Timo Rost (43) ist noch Trainer beim SpVgg Bayreuth.
Timo Rost (43) ist noch Trainer beim SpVgg Bayreuth.  © Picture Point/Gabor Krieg
FCE-Präsident Helge Leonhardt (63) wartet auf seinen neuen Trainer, dann folgen die Personalgespräche.
FCE-Präsident Helge Leonhardt (63) wartet auf seinen neuen Trainer, dann folgen die Personalgespräche.  © Picture Point/Gabor Krieg

Die vermeintliche Untätigkeit hat ihre Ursache auch in der nach wie vor nicht bestätigten Verpflichtung eines neuen Cheftrainers.

Dass es Timo Rost (43) wird, ist nahezu fix, nur steht der künftige FCE-Coach gegenwärtig noch bei der bereits als Drittligaaufsteiger feststehenden SpVgg Bayreuth unter Vertrag und bestreitet in jener Funktion am Samstag gegen Buchbach sein letztes Pflichtspiel in der Regionalliga Bayern.

Das wollen die Veilchen-Bosse aus Gründen des Fairplays noch abwarten.

Gleichzeitig beherzigt Leonhardt die eigene Maßgabe, künftig der sportlichen Seite im operativen Geschäft mehr Freiraum zu geben. Insofern liefe eine Verabschiedung von Spielern vor der Bekanntgabe des neuen Trainers dem ganzen ohnehin zu wider.
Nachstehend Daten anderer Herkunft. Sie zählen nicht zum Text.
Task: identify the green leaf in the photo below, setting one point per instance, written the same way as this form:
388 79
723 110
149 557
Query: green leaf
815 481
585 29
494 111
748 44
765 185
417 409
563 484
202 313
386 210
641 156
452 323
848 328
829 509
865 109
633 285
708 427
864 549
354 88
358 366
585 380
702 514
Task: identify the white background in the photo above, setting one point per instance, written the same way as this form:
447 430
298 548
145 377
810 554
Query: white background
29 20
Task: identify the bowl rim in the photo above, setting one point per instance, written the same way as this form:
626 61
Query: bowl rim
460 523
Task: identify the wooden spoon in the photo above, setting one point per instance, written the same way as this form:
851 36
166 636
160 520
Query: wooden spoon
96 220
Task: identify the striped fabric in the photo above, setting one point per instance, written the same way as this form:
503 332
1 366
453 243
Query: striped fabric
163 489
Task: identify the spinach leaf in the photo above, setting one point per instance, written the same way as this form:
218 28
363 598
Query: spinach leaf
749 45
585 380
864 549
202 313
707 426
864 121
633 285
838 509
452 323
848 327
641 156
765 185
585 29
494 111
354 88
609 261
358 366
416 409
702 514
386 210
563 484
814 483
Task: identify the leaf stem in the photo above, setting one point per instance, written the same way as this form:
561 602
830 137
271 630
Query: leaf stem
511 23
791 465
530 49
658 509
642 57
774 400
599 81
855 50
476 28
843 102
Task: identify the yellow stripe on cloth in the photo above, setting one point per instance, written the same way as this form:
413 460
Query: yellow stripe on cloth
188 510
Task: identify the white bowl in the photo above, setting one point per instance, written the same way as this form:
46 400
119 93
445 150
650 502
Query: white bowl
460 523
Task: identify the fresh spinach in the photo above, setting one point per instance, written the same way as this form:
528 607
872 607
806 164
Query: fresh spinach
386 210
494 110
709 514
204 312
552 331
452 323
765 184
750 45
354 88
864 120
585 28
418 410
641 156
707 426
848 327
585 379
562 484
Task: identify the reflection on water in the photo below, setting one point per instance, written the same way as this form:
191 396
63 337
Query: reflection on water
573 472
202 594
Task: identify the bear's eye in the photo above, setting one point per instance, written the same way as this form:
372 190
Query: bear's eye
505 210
"Es ist doch selbstverständlich, dass der neue Trainer das persönliche Gespräch mit den Spielern suchen will. Bestenfalls Angesicht zu Angesicht.

Sonst heißt es wieder: 'Mir wurde am Handy gesagt, dass man nicht mehr mit mir plant'. Egal wie, man macht es scheinbar niemandem gerecht", findet Leonhardt.